Pour relever le niveau des fréquentations des musées en Afrique et amener les populations à se réapproprier les objets du musée, il faut mettre en place des stratégies, notamment en voyant des « personnes qui portent ces cultures », comme « des anciens, parents, agents de transmission des savoirs », entre autres, explique Sari Middernacht, muséologue et ancienne fonctionnaire du Musée royal d'Afrique centrale, situé à Tervuren près de Bruxelles.

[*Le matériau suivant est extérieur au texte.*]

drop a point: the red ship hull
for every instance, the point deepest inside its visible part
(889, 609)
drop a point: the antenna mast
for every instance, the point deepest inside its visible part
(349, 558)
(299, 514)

Il y a plusieurs moyens pour ramener à nouveau les cultures vivantes dans les musées. En travaillant avec les communautés et en faisant des musées des espaces de rencontre où l'histoire de ces objets est racontée et remise dans leur contexte historique. Mais pour cela, il faut aller voir des personnes qui portent ces cultures. Ça peut être des anciens, des papas ou des mamans, qui sont les agents de transmission des savoirs, des coutumes et des traditions. Il faut les inviter dans les musées pour enrichir le discours du musée. Et parallèlement, les musées qui ont en leur possession des études scientifiques sur certains de ces objets, peuvent à leur tour enrichir les connaissances des communautés. En fait, la communauté des musées et la communauté des cultures vivantes ont intérêt à collaborer. Et je vois le monde des Musées en Afrique comme un terrain très intéressant pour reconnecter ces deux aspects de la culture.